There are also radiator-like device called a transmission coolers in tanks positioned on either side of a radiator. Unlike a radiator, heat is exchanged between oil and the coolant in the radiator.
When Is It Time To Take Your Car for Radiator Repair Services?
With continuous usage, the tubes in the radiator can be clogged up with deposits of mineral. This causes the coolant not to flow as easily and effectively as before. When this occurs, there is a reduction in the amount of heat lost. If this is not remedied in time, heat generated while your vehicle is in use will accumulate to a degree that becomes unstable for your vehicle, that is if the pressure that builds up in your radiator doesn’t damage the thermostat, pumps, and hoses first.

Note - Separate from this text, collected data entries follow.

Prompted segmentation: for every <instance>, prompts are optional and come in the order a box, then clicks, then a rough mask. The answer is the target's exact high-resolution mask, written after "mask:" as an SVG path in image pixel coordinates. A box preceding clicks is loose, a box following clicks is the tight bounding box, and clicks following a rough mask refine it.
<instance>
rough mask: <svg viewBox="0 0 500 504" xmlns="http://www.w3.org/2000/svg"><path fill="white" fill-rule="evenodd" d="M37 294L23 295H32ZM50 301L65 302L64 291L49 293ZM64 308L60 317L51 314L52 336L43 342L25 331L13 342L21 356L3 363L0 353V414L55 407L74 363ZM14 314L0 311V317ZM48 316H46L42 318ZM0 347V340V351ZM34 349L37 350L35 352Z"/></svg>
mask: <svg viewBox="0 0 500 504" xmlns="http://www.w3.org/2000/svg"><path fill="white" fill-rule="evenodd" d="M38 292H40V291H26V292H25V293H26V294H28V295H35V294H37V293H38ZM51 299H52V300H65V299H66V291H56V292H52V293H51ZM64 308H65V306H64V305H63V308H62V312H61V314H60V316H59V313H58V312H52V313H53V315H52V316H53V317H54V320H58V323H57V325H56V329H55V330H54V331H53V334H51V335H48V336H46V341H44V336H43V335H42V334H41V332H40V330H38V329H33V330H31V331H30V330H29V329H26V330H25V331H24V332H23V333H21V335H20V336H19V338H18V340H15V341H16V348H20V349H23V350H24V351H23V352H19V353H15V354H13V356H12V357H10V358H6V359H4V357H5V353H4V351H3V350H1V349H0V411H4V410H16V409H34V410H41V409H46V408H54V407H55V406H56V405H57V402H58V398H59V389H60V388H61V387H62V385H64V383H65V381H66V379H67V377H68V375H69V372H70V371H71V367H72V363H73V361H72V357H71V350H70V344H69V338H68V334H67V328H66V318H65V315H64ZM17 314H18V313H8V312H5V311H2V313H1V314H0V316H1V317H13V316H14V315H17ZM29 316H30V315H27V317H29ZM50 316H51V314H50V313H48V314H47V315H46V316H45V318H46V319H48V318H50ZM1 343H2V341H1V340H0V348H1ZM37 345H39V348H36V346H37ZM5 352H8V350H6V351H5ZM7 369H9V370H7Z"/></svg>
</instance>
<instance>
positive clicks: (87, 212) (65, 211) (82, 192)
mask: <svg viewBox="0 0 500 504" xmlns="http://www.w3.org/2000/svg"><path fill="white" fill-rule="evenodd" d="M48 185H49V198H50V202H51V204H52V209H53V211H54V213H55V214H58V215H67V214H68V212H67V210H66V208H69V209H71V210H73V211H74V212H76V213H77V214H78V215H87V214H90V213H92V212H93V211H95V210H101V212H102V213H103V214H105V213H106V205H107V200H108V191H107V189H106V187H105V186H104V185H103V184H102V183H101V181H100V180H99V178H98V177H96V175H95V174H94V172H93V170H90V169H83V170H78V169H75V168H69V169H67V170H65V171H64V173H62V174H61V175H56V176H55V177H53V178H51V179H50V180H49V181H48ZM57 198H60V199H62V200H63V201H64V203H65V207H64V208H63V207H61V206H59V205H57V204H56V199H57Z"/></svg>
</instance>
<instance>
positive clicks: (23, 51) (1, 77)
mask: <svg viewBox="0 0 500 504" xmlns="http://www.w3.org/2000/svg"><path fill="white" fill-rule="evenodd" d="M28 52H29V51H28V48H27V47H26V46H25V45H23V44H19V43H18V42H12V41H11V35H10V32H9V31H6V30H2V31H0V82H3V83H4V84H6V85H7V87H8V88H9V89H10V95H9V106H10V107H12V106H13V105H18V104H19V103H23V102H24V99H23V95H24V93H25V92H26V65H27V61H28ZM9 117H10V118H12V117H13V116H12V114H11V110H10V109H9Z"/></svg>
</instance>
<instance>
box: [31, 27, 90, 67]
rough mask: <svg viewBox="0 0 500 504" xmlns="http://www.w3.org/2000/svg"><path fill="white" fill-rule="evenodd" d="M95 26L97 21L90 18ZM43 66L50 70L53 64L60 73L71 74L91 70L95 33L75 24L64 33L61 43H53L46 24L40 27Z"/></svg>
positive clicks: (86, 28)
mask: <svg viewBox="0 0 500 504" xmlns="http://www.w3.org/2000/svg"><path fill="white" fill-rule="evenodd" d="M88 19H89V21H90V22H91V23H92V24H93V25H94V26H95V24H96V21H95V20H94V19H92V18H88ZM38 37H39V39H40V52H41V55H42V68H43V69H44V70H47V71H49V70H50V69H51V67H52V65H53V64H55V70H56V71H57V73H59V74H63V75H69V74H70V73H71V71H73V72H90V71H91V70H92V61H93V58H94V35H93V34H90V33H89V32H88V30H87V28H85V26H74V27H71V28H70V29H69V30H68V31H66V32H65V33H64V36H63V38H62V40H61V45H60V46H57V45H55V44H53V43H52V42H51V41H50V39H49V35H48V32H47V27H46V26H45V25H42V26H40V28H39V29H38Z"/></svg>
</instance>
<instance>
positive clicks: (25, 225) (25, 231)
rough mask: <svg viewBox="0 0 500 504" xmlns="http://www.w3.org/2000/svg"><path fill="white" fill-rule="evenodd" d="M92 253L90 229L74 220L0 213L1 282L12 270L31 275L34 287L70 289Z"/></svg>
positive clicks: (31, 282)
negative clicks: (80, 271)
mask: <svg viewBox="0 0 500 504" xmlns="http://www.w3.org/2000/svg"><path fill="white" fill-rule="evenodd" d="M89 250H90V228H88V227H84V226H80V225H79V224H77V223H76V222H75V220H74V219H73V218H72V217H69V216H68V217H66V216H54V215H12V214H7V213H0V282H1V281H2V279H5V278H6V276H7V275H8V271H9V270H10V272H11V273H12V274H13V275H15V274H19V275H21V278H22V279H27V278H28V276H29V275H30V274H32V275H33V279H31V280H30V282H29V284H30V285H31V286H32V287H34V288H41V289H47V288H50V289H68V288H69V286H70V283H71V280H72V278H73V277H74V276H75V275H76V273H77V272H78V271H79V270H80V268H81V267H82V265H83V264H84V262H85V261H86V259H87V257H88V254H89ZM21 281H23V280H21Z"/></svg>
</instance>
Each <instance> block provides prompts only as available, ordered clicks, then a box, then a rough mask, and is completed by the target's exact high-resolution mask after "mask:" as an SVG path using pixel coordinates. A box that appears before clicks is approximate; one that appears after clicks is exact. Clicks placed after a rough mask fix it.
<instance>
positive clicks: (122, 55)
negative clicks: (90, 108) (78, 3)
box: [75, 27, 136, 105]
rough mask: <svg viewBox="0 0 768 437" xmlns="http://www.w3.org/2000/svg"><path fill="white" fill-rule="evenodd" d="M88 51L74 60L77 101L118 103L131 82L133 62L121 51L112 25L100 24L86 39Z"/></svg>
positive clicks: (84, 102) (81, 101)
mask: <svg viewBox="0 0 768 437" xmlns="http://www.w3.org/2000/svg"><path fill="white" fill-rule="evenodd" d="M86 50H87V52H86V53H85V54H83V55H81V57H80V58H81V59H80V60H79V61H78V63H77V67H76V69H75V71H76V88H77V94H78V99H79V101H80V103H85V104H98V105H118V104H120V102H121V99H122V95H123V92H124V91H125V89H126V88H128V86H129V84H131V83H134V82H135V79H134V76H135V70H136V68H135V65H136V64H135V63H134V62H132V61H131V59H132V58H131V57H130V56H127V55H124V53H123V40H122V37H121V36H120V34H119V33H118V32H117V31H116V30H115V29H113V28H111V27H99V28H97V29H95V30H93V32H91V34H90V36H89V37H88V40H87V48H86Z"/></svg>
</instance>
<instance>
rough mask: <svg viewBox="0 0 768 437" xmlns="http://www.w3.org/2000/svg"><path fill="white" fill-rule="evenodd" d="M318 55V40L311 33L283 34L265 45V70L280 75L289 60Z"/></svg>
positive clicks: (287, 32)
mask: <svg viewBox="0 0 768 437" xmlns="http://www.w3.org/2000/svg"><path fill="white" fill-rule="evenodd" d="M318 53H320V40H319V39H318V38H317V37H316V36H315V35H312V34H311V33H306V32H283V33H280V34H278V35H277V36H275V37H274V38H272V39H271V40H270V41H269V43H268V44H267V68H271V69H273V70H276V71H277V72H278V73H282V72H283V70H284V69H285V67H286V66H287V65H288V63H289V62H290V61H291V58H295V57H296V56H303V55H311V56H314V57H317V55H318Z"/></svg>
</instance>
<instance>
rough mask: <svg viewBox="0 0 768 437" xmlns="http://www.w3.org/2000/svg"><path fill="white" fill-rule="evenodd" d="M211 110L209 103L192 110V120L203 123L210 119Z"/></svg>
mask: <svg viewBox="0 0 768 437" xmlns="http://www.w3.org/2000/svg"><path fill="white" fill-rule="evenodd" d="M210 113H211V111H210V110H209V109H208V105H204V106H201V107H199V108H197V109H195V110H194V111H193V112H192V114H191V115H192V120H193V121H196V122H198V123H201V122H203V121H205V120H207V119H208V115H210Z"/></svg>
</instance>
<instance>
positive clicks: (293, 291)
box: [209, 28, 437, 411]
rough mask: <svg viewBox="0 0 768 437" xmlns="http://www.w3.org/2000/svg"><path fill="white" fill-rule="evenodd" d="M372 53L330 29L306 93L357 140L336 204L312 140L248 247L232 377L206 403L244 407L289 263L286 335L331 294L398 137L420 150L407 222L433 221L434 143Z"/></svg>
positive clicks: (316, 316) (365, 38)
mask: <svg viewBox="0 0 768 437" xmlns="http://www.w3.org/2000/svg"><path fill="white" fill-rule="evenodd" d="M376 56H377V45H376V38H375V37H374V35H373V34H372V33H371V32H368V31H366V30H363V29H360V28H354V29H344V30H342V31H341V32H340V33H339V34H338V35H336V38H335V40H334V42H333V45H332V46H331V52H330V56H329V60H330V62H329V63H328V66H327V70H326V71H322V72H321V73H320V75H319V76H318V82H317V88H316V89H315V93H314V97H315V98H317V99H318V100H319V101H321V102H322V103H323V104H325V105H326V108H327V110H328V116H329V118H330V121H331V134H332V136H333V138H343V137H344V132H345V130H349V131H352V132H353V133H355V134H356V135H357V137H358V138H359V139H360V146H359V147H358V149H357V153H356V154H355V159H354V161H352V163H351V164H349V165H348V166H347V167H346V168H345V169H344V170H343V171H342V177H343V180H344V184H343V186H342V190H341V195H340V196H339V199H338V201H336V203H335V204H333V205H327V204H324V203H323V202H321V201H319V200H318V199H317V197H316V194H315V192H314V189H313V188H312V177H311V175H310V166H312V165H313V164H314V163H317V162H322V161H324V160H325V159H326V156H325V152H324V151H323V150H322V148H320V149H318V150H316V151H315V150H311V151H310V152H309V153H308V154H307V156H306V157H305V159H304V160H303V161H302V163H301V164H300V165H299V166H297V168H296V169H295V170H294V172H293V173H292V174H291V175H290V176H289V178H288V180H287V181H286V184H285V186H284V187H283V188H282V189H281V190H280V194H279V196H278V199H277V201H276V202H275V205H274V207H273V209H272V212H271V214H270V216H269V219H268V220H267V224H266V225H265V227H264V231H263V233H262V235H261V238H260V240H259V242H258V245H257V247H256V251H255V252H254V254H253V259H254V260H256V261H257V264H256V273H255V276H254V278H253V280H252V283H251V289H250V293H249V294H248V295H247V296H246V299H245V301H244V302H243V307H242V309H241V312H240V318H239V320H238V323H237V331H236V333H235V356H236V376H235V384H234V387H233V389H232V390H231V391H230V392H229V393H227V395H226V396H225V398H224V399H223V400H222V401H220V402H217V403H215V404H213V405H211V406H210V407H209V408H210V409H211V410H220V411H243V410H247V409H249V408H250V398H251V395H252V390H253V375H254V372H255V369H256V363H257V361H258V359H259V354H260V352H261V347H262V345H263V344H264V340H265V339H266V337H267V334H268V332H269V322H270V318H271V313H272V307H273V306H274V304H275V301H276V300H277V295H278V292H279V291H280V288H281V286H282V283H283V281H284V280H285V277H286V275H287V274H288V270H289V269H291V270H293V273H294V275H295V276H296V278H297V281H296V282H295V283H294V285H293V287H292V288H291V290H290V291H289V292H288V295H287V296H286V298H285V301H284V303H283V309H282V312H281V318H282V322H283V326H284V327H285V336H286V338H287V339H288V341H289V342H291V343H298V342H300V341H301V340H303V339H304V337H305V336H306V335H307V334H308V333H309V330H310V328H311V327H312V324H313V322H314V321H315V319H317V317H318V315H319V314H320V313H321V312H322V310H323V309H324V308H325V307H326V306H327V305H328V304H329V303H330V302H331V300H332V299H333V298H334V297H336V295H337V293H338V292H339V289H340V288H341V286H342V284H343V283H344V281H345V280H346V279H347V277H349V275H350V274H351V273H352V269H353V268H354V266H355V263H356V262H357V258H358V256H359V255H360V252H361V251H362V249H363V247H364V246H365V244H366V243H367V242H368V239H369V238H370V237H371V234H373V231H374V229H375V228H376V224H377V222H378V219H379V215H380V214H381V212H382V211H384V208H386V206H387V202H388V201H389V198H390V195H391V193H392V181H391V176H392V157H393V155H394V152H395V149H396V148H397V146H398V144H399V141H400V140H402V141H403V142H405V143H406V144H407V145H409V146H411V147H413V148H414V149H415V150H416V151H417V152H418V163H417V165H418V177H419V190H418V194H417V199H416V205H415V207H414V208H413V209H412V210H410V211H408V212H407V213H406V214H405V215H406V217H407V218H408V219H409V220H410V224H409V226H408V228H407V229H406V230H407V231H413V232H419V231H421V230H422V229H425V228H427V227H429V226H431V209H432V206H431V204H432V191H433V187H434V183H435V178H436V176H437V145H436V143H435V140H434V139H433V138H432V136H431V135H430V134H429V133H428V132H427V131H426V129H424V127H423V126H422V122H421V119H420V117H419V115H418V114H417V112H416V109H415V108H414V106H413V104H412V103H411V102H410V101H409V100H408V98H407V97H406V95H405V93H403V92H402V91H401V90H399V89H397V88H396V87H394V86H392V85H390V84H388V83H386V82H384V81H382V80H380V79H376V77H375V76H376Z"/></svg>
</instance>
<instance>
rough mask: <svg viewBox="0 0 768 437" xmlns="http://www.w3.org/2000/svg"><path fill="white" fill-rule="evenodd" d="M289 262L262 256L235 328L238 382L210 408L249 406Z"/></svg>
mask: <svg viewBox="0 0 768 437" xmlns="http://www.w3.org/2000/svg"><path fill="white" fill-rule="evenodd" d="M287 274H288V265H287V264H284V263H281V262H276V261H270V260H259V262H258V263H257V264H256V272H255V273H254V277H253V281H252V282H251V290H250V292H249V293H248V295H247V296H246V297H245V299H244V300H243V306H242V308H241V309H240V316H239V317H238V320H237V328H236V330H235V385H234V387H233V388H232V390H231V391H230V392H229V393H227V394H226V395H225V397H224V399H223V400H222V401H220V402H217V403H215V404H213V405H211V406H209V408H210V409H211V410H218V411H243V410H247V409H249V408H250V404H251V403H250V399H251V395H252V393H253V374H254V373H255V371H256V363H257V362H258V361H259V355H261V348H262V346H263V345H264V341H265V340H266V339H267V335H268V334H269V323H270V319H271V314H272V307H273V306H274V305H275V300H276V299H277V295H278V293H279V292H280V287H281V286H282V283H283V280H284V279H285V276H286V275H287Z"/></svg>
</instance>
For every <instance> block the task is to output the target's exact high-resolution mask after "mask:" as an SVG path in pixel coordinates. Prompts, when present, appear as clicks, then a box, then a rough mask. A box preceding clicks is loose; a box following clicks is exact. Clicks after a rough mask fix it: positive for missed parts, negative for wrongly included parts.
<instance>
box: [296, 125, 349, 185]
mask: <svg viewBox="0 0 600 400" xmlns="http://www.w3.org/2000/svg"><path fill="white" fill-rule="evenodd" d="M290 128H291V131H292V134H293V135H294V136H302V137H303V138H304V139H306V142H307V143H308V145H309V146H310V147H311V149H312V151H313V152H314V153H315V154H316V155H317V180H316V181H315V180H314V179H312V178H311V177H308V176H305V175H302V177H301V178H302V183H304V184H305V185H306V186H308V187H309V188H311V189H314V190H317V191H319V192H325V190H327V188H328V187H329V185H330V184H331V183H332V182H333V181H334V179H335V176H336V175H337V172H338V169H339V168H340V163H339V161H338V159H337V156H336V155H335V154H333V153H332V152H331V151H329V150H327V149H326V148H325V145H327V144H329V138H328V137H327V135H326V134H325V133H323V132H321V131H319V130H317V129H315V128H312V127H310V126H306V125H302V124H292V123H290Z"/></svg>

Radiators Diagnostic and Repair Procedures
It is common practice for people to manage this kind of problem, but it is wise to take your vehicle to a radiator repair shop to have it looked over. Radiator leaking is the evil and it’s the main reason to stop your car anywhere in the road. If you care about your car and not getting stranded in the middle of nowhere.
Radiator repair technicians usually start by inspecting the radiator for cold spots. They also run temperature and pressure tests to clarify that the cooling system is functioning properly.
If these tests return negative results, the technicians will have to specifically determine where the trauma regions in the radiator are. In an event of a blockage, the technician may have to carry out a process called a Full Coolant Flush in an obvious attempt to flush out whatever deposits are responsible for the blockage. If any part of the radiator requires replacement, the technician will suggest them to you.
At the end of this procedure, your vehicle will be test driven. This is to make certain that your car maintains its normal temperature and pressure levels.
If the problem or overheating persists additional tests on the coolant system will be performed to discover where the problem lies. When the problem has been identified, your vehicle will be inspected and repaired. In the end, your radiator and cooling system will be functioning at optimal levels.